How do you find a partner when you’re not even allowed to date or even socialise with the opposite sex? This was one of the many dilemmas faced by some of the singletons on the Muslim episode of Strictly Soulmates on BBC3. You can still catch all 3 episodes which have aired so far which follows single people of the Christian, Hindu, Muslim and Jewish faiths on their journey to find a partner (I believe previous episodes will be available to watch up until 21st Feb 2012). The final Jewish episode airs tonight.
Traditional Asians (for international readers, Asian = Desi or South Asian) are notoriously fussy when it comes to their search for a partner. Religion, caste, height, age and job hold more importance in a partner compared to people of other cultures. With the size of pool they have to choose from already small (being of the same religion often being the minimum requirement), when you add in some of the other ‘must-haves’ I mentioned above, it’s no wonder many of today’s British Asians are finding it difficult to find their last love. Few other cultures have these added factors to complicate the dating game. It’s a needle in a haystack.
Where do all these preferences come from? Well, religion comes from your parents. As an Asian, 99% of you will follow the religion of your parents. They’ll make sure of that the day you are born, as will you with your children. As a result, the majority of you will be restricted to a partner of this religion.
Height and age? Girls, in general, find men who are taller and older than themselves more attractive. Understandably it’s an important part of attraction. But there are plenty of exceptions in the general population. When it comes to Asian girls, however, a far smaller proportion of them will date a guy who is younger or even the same height as her. From my own experiences of meeting many single, Asian women during the past year of OD-ing on dating websites and singles events, personality, and sometimes even looks, is often way down the list after religion, age and height (and I’ve not even mentioned money! But that’s a whole different subject ).
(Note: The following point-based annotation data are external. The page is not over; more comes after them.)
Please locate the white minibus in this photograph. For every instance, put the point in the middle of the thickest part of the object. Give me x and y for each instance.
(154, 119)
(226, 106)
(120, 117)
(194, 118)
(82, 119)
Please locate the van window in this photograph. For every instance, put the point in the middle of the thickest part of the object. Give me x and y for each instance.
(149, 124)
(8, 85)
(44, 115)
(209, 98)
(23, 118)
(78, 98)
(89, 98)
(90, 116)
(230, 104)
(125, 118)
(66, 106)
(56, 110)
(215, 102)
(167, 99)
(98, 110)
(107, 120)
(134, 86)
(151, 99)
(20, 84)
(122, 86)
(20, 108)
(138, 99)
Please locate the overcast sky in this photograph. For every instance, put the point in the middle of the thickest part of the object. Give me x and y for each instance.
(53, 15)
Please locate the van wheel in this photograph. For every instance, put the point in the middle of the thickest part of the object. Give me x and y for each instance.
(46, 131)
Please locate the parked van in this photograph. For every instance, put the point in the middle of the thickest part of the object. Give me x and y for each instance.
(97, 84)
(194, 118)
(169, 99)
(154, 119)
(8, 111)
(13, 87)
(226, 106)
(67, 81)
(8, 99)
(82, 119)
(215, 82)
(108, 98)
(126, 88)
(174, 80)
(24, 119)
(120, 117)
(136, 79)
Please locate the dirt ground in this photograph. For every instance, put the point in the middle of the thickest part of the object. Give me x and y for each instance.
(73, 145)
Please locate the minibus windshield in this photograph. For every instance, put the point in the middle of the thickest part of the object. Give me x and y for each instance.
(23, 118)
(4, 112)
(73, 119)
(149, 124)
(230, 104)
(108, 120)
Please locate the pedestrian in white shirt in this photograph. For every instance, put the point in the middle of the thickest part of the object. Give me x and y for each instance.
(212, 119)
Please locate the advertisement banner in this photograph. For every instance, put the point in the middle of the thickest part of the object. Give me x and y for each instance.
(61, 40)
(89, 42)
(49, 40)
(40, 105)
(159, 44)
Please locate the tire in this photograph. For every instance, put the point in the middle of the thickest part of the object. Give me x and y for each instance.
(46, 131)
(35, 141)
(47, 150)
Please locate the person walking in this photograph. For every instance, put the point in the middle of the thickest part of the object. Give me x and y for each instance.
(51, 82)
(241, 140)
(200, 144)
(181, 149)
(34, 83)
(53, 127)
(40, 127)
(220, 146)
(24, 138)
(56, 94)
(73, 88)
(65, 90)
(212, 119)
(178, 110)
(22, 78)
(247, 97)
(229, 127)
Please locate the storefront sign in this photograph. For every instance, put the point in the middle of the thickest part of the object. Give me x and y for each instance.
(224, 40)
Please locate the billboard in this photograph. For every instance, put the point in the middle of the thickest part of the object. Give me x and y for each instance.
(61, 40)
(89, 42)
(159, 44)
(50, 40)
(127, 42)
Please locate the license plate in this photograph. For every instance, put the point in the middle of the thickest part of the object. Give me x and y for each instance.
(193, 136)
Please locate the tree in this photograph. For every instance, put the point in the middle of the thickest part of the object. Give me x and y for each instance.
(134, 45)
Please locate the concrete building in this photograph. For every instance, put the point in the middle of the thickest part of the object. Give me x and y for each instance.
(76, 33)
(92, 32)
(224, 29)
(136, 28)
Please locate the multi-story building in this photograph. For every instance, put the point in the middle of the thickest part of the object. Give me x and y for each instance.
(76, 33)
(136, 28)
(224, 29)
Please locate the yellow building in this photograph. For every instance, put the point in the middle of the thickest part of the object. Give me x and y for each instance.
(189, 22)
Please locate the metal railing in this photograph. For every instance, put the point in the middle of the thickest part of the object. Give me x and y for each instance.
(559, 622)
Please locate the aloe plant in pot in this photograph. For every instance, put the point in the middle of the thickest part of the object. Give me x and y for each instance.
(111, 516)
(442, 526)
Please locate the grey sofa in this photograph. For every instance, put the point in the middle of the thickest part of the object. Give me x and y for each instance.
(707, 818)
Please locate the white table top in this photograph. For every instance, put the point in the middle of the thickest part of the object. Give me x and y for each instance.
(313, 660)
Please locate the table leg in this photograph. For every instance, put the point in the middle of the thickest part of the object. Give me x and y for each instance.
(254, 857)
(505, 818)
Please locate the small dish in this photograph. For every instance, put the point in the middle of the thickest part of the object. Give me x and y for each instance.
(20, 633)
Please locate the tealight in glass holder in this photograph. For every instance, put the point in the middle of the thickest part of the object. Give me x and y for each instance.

Me being a bit of a wannabe-geek, I got curious and decided to attempt to translate these restrictions in to very rough numbers. As an example, I’ll use a fictional character named Mukesh (or Mike, as he prefers his co-workers to call him). Mukesh is a 25 year old Gujarati Hindu living and working in London. He loves his mum (don’t we all?) and mentions it to every dating prospect. He want’s a girl who is younger than him but no younger than 20. He doesn’t want a divorcee but doesn’t care too much for religion or caste, but his mum does. She has demanded he find a Gujarati Hindu who works or studies within the law industry. Mukesh will listen to his mum “cos he loves and respects her” and won’t complain about a bit of emotional blackmail that will affect the rest of his life.
Let’s compare Mukesh to James, a 25 year old single white male with no narrow age restrictions, religion, job or even race. All he’s concerned about is: a) we get on well. b) she’s not ugly. His dad doesn’t care who his son marries as long as his son is able to continue in his job managing a successful international media company. He is very much at the other end of the scale in terms of flexibility.
Some numbers now. There are 800’000 Hindus in the UK (a rough upper estimate) with around 50% of them in London leaving 200’000 female Hindus. How many are in their 20′s? Using source 3 (in the sources section), I see that there are around 2m females between the ages of 20-24 in the UK. With the UK population approx 60m, that makes it 3.3%. 3.3% of 200’00 is around 6’500. This is already a worryingly small figure in comparison to a pool of women well over 1’000’000 (source 4: the number of people in London between the ages of 20 and 35 is around 2m) that James is open to.
I’m genuinely concerned for Mukesh with his mum’s preferences making this figure even smaller. She want’s a Gujarati girl who works/studies law and who can cook (I’m starting to wonder if my figures are horribly wrong and this whole post is a massive fail).
6’500 vs 1’000’000. If you’d like to visualise that, it’s something like this:
A massive difference. Not a lot of work was put in to getting those figures so they are very lazy estimates. There’s also a huge chunk to be excluded from that figure such as: women already in a relationship/married/divorced, not looking, height, ugly (for James), the girls own preferences, sexuality, location, etc etc
How much do these figures translate to an actual real life dating difficulty for Asians? I can only speak for the number of single Asians I know and how many of them have, in my opinion, far too many preferences and tick-boxes. I feel there are far too many.
I’d like them to play the numbers game better and vastly increase the size of their pool of potentials by relaxing some of their preferences. Why care so much for age when an extra 3 or 4 years either way will mean nothing in the long term over the 60 or 70 years they hope to be married for. There’s no logical reason for caste in this day and age and I invite anyone to challenge me on that.
Consider any other personal preferences you may have, whether it’s no divorcee’s, no kids, no one from a particular career, whether they own a car, whether they can dance, vegetarianism, etc. Ask yourself how important they really are on top of all the others that are mandatory or inherited from your family.
Are you finding it hard to find a partner? Would you say you have more ‘tick-boxes’ than your non-Asian friends? Have your parents added another level of preferences on top of your own? What are some of your own preferences apart from the usual things like religion?